The Old Testament describes a “Nazirite” as a man or woman who vows to abstain from eating grapes or raisins, or drinking any beverage derived from grapes; to refrain from cutting or combing his or her hair; and to avoid corpses and graves, even those of family members.  The vow may be temporary or permanent, and the rules for each differ slightly.  Probably the most famous Nazirite in history was Samson, who derived his considerable strength from his uncut hair- that is, until his paramour, Delilah, cut his hair while he slept, making him vulnerable to the conquering Philistines. 

Fast forward thousands of years, to present-day North Carolina. Christopher Abbey, a modern-day Nazirite, has not cut his hair since he became a practicing Nazirite at the age of fifteen.  Mr. Abbey began working for Taco Bell in 2004, when he was nineteen.  Six years later, Taco Bell told Mr. Abbey that he had to cut his hair in order to comply with its grooming policy.  Mr. Abbey refused, stating that he could not cut his hair because of his religious beliefs. 
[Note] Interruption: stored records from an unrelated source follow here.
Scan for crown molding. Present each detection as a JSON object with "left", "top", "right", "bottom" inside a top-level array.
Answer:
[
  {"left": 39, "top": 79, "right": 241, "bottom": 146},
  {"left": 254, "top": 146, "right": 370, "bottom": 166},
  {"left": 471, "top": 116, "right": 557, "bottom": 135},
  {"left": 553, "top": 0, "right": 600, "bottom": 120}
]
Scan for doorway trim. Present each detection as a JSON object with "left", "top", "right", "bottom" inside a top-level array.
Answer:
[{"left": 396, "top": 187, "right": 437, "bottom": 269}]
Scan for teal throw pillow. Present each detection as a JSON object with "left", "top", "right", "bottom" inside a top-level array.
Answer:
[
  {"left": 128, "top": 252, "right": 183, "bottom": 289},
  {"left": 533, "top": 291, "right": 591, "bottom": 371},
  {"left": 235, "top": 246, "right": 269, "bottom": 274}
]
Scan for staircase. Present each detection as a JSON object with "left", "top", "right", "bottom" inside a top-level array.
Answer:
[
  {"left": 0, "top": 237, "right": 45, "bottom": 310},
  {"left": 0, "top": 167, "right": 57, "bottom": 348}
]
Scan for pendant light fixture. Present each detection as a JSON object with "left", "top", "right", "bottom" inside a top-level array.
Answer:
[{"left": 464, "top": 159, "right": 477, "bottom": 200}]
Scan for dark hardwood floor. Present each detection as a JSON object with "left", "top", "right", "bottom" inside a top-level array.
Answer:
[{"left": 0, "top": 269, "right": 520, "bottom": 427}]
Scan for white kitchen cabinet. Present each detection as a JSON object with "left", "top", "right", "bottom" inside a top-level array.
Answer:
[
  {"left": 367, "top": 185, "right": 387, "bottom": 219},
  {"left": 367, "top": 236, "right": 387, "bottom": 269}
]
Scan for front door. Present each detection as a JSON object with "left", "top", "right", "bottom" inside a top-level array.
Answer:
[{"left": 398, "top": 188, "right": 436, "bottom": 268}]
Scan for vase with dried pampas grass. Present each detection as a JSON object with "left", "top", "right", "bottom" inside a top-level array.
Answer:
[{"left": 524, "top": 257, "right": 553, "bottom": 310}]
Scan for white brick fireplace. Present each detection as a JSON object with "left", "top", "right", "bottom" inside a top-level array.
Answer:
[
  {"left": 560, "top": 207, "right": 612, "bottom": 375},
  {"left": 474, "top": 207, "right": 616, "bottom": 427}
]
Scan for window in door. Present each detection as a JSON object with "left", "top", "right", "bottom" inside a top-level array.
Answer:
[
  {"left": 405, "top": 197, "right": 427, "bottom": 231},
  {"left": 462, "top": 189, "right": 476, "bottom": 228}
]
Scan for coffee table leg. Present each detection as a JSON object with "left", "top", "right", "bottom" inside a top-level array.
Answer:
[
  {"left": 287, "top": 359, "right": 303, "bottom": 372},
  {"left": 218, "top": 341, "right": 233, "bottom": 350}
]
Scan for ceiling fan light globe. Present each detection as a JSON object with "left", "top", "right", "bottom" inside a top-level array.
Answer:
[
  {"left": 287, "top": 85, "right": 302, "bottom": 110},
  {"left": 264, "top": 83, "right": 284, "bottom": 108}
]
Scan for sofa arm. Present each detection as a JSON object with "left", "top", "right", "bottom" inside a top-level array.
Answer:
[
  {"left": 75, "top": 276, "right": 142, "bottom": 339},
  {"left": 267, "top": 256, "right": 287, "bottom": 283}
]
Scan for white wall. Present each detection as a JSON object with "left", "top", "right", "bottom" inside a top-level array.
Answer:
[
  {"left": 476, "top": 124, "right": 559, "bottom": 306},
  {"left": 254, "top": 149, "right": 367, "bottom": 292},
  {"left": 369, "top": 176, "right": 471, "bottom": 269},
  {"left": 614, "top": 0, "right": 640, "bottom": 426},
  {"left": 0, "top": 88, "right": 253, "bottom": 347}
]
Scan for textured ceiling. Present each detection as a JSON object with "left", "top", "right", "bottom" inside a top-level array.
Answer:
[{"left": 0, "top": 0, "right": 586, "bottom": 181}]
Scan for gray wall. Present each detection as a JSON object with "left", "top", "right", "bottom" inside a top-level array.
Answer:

The EEOC has sued Family Foods, Inc., the corporate owner of the Fayetteville Taco Bell franchise where Mr. Abbey worked, claiming that it unlawfully refused to accommodate Mr. Abbey’s sincerely-held religious belief. But is the employer’s refusal to accommodate that belief really unreasonable?  Call me crazy, but I would rather have my beefy burrito served up by someone whose hair is combed and neat than someone who has not cut or combed his hair in ten years.  I suspect the overwhelming majority of Taco Bell customers agree. It will be interesting to see how this turns out.